COP28: Mozambique Joins World’s Largest Aquatic Ecosystem Restoration and Protection Initiative With More Than 30 Countries

In a major boost to global efforts to mitigate and adapt to climate change, 37 countries yesterday signed up to the Freshwater Challenge, the world’s largest initiative to restore degraded rivers, wetlands and aquifers and protect vital aquatic ecosystems.

At a high-level event organised by the COP28 Presidency and attended by 15 ministers, 37 countries were announced to have signed up. This initiative was born in March 2023 at the United Nations Water Conference in New York and was led by Colombia, DR Congo, Ecuador, Gabon, Mexico and Zambia.

The aim of the Water Challenge is to restore 300,000 km of rivers and 350 million hectares of degraded wetlands by 2030, and to protect aquatic ecosystems. New signatories include Brazil, Burkina Faso, Cambodia, Canada, Chad, Chile, Dominican Republic, El Salvador, Fiji, France, Finland, Gabon, Germany, Iraq, Kenya, Liberia, Malawi, Mali, Mauritania, Mozambique, Nepal, Netherlands, Niger, Norway, Peru, Republic of Congo, Senegal, Slovenia, Spain, Tajikistan, Tanzania, United Arab Emirates, United Kingdom, United States, Uganda, USA and Zimbabwe. These countries are home to more than 30% of the world’s renewable water resources and are home to more than 1.5 billion people.

This initiative seeks to reverse the continuing degradation of these ecosystems over the past decades. One third of the world’s wetlands have been lost in the last 50 years, and they are deteriorating faster than forests.

“Preserving healthy wetlands, rivers and aquifers is our best buffer and guarantee against the worsening effects of climate change.
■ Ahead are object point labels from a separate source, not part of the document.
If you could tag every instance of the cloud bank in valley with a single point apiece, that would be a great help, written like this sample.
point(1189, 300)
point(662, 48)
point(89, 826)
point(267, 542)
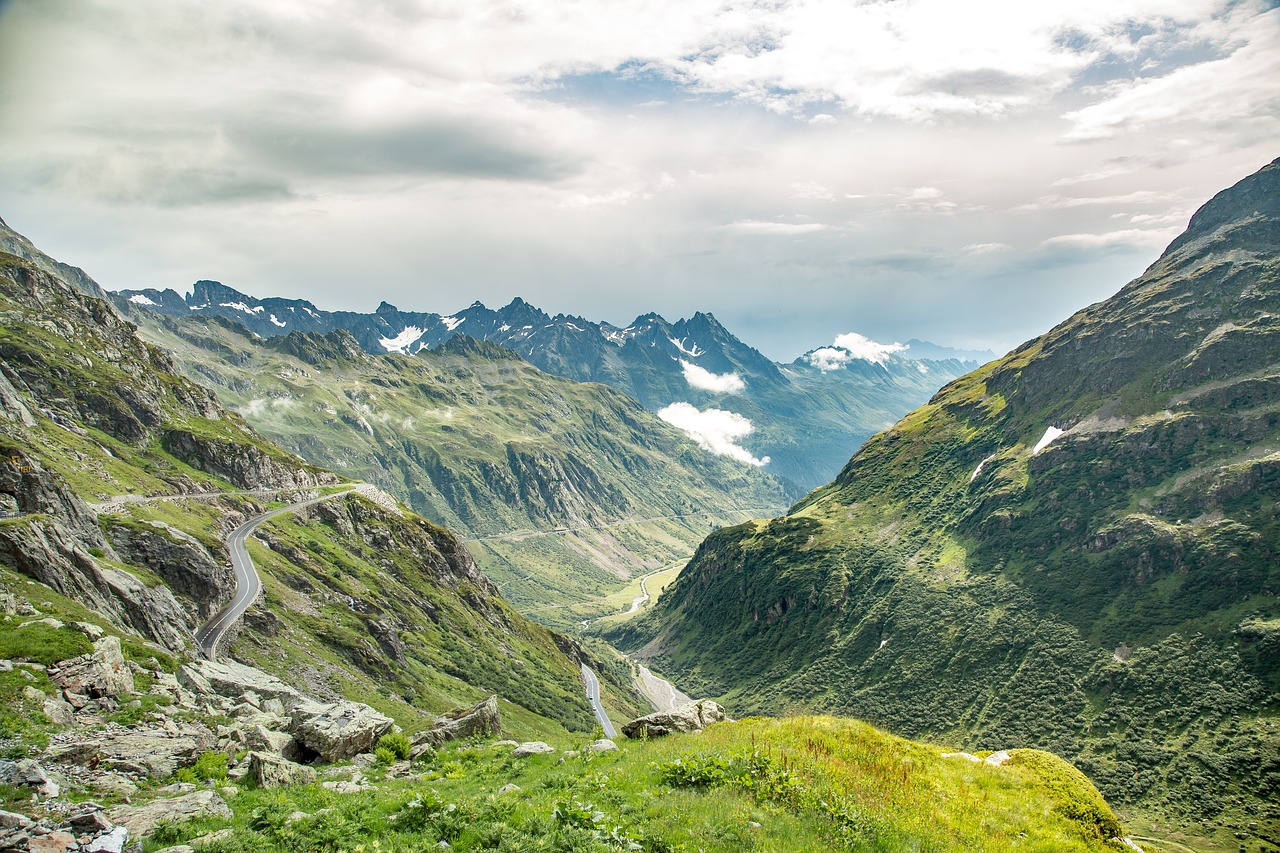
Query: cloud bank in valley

Investing in their protection and restoration will yield great benefits, including strengthening climate adaptation and disaster risk reduction, increased water and food security. It will also contribute to reversing the alarming decline in aquatic biodiversity. We need to find new ways to address this urgently,” says Stuart Orr, head of WWF International’s Water programme.

The Water Challenge will also focus on providing the evidence needed at the national level to effectively design and implement restoration measures, identify priority areas for restoration, update relevant national strategies and plans, and mobilise resources and establish financial mechanisms to implement the targets.

Led by a coalition of countries, the Water Challenge is supported by Conservation International, the International Union for Conservation of Nature (IUCN), the Secretariat of the Convention on Wetlands, The Nature Conservancy, Wetlands International, OECD, UNEP (under the auspices of the UN Decade of Ecosystem Restoration) and WWF.

The Challenge is a country-driven initiative with an inclusive and collaborative approach to implementation, in which governments and their partners will co-create solutions for aquatic ecosystems with indigenous peoples, local communities and other stakeholders, including the private sector.